Isabelle Morse, fille de Richard Morse, devenu directeur de l'hôtel il y a plusieurs décennies, a déclaré qu'il aimait accueillir des écrivains, des photographes et d'autres artistes à l'Oloffson.

«Son sens de la communauté était très important pour lui», a-t-elle confié lors d'un entretien téléphonique lundi, décrivant l'hôtel comme étant «toute sa vie».

«Pour lui, il représentait la liberté, un espace où des personnes de tous horizons pouvaient venir et partager cet espace.»

Richard Morse n'a pas répondu à une demande de commentaires. Le célèbre groupe qu'il a fondé, RAM, a publié sur X tôt lundi que l'hôtel avait «entièrement brûlé».

Sa fille a expliqué que ses parents avaient espéré rouvrir l'Oloffson.

«Ce n'est pas seulement une entreprise, c'est notre foyer. Nous y avons grandi, a-t-elle insisté. Il s'agissait davantage de revenir au pays que de rouvrir l'entreprise.»

Le patrimoine haïtien en flammes

L'Oloffson a servi de palais d'été présidentiel au début des années 1900, puis est devenu un hôpital du Corps des Marines des États-Unis, avant qu'un capitaine de navire suédois ne le transforme en hôtel dans les années 1930.

Il a également inspiré l'Hôtel Trianon dans le roman de Graham Greene paru en 1966, «Les Comédiens», dont l'action se déroule en Haïti sous la dictature brutale de François Duvalier, plus connu sous le nom de «Papa Doc».

Dans la réalité, le tourisme a décliné sous les Duvalier et l'hôtel est devenu un refuge pour les travailleurs humanitaires et les correspondants étrangers.

À la fin des années 1980, Richard Morse en est devenu le directeur. Son groupe, RAM, jouait de la musique traditionnelle haïtienne les jeudis soirs, devenus légendaires, tout comme les célébrations du jour des Morts, connues sous le nom de Fèt Gede, qui attiraient les adeptes du vaudou.

L'Oloffson était niché dans le quartier huppé de Pacot, au sud-est de Port-au-Prince, la capitale. Entouré de jardins luxuriants, il était souvent décrit comme un lieu mythique, réputé pour ses treillis complexes, ses tourelles, ses flèches et ses parquets grinçants, caractéristiques des maisons de style Gingerbread menacées d'Haïti.

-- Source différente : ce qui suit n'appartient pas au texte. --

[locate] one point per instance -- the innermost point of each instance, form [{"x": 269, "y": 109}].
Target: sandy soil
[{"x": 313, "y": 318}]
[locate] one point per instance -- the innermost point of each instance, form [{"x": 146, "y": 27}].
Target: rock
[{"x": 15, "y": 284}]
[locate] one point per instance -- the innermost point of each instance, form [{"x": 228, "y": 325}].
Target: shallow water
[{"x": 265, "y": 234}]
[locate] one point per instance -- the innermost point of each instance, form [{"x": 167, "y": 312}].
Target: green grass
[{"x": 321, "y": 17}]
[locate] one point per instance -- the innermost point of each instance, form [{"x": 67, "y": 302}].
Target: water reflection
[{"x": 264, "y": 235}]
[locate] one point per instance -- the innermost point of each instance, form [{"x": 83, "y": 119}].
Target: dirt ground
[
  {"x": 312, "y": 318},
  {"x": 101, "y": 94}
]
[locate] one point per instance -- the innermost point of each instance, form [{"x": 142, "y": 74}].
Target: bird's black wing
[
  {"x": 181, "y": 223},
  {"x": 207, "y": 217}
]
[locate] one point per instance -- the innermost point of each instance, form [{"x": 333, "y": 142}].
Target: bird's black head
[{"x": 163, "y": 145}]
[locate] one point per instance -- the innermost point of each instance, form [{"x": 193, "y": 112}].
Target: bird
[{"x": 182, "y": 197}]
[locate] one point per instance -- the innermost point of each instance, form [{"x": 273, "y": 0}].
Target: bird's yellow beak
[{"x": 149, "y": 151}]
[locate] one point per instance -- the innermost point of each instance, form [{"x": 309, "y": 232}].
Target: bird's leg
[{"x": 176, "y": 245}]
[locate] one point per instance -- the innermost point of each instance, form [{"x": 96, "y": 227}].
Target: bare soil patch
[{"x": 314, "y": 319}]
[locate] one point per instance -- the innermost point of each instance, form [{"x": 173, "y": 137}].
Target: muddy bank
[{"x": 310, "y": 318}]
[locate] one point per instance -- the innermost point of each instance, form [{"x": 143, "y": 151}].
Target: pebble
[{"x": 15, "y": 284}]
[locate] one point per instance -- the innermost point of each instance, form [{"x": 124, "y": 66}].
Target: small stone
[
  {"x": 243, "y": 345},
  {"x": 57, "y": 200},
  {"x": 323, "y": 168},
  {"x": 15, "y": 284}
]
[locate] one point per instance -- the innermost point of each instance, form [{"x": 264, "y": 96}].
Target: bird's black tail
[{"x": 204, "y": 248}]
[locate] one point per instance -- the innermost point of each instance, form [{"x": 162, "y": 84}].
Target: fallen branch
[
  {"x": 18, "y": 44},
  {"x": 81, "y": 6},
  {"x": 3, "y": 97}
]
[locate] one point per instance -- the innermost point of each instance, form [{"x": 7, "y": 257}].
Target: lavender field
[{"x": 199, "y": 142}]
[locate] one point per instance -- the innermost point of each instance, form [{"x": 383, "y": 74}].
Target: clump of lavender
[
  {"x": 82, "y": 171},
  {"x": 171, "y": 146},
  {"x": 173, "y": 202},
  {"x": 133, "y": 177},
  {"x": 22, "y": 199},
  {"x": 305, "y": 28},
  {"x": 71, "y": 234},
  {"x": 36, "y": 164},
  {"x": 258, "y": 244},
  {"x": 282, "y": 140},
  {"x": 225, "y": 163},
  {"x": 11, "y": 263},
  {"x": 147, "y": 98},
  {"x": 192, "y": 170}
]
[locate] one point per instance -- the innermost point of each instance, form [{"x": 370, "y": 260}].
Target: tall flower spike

L'hôtel a fermé ses portes ces dernières années, à la suite des raids de gangs qui ont pris le contrôle de communautés autrefois paisibles.

«Une grande partie du patrimoine architectural haïtien est en train de brûler, tandis que de soi-disant dirigeants restent les bras croisés», s'est insurgé le journaliste Michael Deibert. «La destruction de l'Oloffson symbolise la destruction de l'histoire et de la culture haïtiennes à laquelle nous assistons depuis plusieurs années.»